Over the course of two years, Ton-Quinlivan convened advisors from the colleges, the employment and the civic sectors. She leveraged small pots of funds and technical support to animate the frustrated ambitions of many at the colleges to regionally coordinate planning and grant applications.

The regional consortia identified “industry clusters” that were important to their regional economies – advanced manufacturing; advanced transportation and renewables; agriculture, water and environmental technologies, and those are just the “A’s.” The sectors were staffed with “navigators,” who convene employers, administrators and faculty to align resources and curricula.

In 2014, the Legislature allocated $50 million in “one-time” money to help improve the capacity of the colleges to serve CTE students – which was used to build a broader understanding that the colleges must cooperate to serve students and meet employer needs.

When a year ago, several members of the Board of Governors decried the slow pace of progress, Chancellor Brice Harris seized the moment to convene a task force – 13 “internal” stakeholders (representatives of every flavor of faculty and administration) and 13 “external” stakeholders, from the ACLU to the California Chamber of Commerce.

Eleven regional meetings were held at colleges, so faculty and administrators could raise their issues – along with three other meetings just for faculty. Six regional business groups aligned through the California Economic Summit held town hall meetings to gather public comments and then later to review the draft recommendations.

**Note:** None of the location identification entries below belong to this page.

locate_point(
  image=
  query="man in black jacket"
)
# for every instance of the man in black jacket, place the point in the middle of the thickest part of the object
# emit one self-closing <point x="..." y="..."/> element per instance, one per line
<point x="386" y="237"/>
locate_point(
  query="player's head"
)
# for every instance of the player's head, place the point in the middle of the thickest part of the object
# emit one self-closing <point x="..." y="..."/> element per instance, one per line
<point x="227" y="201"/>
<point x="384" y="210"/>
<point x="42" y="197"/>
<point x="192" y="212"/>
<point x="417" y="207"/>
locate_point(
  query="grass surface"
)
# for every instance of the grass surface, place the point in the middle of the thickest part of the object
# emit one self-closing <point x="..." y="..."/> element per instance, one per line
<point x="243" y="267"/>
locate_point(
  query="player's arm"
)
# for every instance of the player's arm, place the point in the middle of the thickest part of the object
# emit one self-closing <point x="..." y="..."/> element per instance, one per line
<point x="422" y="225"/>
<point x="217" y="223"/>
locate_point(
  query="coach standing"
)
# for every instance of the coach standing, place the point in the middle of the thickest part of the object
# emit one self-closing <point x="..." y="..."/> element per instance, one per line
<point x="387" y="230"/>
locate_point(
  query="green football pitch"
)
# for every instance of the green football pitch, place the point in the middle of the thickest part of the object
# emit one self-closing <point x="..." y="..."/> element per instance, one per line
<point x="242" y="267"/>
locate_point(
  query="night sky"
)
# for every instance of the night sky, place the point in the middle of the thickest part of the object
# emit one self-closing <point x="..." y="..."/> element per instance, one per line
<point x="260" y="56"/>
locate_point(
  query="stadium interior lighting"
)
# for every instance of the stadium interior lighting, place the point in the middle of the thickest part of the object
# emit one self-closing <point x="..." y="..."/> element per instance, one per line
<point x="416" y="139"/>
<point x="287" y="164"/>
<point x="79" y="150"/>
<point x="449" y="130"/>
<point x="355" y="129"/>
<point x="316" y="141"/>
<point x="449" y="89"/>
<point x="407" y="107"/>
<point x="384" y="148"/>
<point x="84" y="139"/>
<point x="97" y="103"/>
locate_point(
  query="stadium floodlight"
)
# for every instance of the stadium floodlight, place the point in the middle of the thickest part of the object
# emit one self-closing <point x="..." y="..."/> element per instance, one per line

Over seven months, the task force met five times and hammered out recommendations that were unanimously supported. Plenty of side meetings and shuttle diplomacy paved the way for support through the normally grueling internal “shared governance” consultations.

This is a highly abbreviated description of a process that was carefully designed and managed to be respectful of the colleges’ culture, while enabling employers to identify the significant improvements that will be necessary for the colleges to fulfill their mission.

The early work – regional consortia, sector navigators, the one-time capacity funds – had normed the colleges to the major elements of significant reform: data-driven needs assessments, curricula evolving to stay aligned with rapidly changing skill requirements, regional cooperation, more flexibility in recruiting qualified instructors, and more money dedicated to programs that are more expensive to offer than traditional classroom work.

The Board of Governor’s action on Monday is being described as a celebration. But hard and strategically incremental work made for the easy decision.

As with all major milestones, there is plenty of mountain left to climb. The colleges will need to significantly amp up their partnerships with employers and their regional collaboration. Trustees will need to make difficult decisions to curtail some programs and grow others.

And of equal importance, private, public and civic sector leaders must come together on a regional scale as stewards to set community expectations for the colleges to sustain and even accelerate this evolution to prioritize skills that prepare Californians for high quality jobs.

The thoughtful path chartered so far can help guide the course ahead. But so should the growing realization that the consequences of the status quo are unacceptable to virtually everyone – and the need to adapt programs, staffing and funding will be essential for the colleges to restore their historic role in supporting the California Dream.

Jim Mayer is President and CEO of California Forward.